In Taiwan, a Weather Research and Forecasting (WRF) based data assimilation system was implemented to configure the operational numerical weather prediction system (NWP) at Central Weather Bureau (CWB) of Taiwan. The NWP system consists of the Advanced Research WRF dynamical core model and the three-dimensional variational data assimilation (3DVAR) system. The triple nested model domains were centered over Taiwan Island with horizontal resolution of 45-, 15-, and 5-km and 45 levels in the vertical. The outermost domain covered most of the Asian and west Pacific area in order to better describe the evolution of the subtropical high over the Pacific Ocean and avoid the dilution from the lateral boundary problem due to the Tibetan Plateau. The operational NWP system was running 4 times a day and provided hourly output up to 84-hr forecast length. The short wave radiation parameterization chosen is based on the Goddard shortwave radiation scheme, which is two-stream multiband scheme that accounts for both diffuse and direct solar radiation. This scheme provides the downward short wave radiation flux as used in this study.

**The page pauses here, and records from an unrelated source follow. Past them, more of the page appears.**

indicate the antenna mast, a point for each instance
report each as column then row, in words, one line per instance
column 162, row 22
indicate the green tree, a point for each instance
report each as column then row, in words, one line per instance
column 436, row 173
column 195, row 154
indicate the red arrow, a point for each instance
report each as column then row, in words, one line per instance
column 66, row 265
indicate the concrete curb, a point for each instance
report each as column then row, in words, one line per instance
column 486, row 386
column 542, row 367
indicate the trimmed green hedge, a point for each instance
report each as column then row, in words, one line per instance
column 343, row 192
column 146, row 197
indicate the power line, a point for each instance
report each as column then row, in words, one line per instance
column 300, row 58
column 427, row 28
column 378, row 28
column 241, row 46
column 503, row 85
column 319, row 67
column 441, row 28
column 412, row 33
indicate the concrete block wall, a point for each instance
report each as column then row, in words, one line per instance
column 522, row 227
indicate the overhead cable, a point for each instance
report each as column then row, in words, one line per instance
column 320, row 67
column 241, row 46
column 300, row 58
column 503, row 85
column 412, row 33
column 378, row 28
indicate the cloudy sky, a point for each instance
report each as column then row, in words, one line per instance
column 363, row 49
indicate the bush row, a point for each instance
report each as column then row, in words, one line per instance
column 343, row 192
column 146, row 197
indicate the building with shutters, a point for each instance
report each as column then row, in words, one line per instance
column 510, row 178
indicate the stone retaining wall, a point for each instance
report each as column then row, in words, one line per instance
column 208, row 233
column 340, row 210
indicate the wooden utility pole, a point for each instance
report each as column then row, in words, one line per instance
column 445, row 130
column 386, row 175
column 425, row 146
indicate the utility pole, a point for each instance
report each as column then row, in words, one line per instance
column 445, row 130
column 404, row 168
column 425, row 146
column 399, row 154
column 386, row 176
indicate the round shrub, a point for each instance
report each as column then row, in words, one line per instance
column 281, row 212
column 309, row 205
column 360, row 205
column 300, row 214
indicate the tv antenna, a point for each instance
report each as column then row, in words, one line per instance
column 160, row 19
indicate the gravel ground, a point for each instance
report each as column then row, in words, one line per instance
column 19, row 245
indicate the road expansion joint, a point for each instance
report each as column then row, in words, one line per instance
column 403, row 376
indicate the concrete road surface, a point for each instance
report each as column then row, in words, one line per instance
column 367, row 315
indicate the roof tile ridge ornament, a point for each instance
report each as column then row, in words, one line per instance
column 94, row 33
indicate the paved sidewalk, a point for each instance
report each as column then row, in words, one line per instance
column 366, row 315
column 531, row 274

A standard Monin-Obukhov similarity theory was applied in the model surface layer to interpolate the wind field at 10-m AGL.

In recent years, several research works have discussed direct prediction of PV power output [8–17]. These studies mainly used various neural network-based prediction techniques [8–10], time-series analysis [11], and hybrid forecasting models [14–17]. Various hybrid models for the PV power forecasting have become more popular. For instance, reference [14] proposed a power forecasting system that combines three forecasting modules: two numerical weather prediction models (one global and one at mesoscale) and an artificial intelligence based model. Reference [15] proposed a two-stage method where first the clear-sky model approach is used to normalize the solar power and then adaptive linear time-series models are applied for prediction. Reference [17] combines two well-known methods: the seasonal autoregressive integrated moving average method (SARIMA) and the support vector machines method (SVMs) to predict the short-term PV power. The aim of those hybrid models for PV power forecasting is to benefit from the advantages of each model and obtain globally optimal forecasting performance. For instance, several statistical and AI-based methods are utilized to determine the optimum weight between online measurements and meteorological forecasts. An accurate measurement can significantly improve the accuracy of PV power generation predictions.

There are several differences between renewable energy forecasting and load forecasting. The load forecasting is highly dependent on the historical data because load curve is periodical and seasonal. However, most of renewable energy output is not periodical; therefore, the input valuables of the PV forecasting module need not only historical PV measurement data but weather-related variables, such as solar irradiance and temperature.

The main objective of this study is to propose a novel hybrid model for PV power forecasting. The proposed model combines the ARIMA, SVM, ANN, and ANFIS methods with GA algorithm. The detail about the hybrid forecasting model is illustrated in the following sections.

#### 2. System Monitoring and Database

In this study, PV power generation systems at three different locations were considered as our case studies for 1-hour-ahead prediction of PV output; the locations of PV systems are Malaysia’s Green Energy Office (GEO) Building, Taiwan’s Taichung Thermal Power Plant, and an academic building at the National Penghu University (NPU). Although the environment in which each building is located differs slightly, monitoring records for these locations are similar, including power generation data, atmospheric temperature, solar irradiance, and module temperature. Table 1 lists the characteristics and related parameters for these three PV systems.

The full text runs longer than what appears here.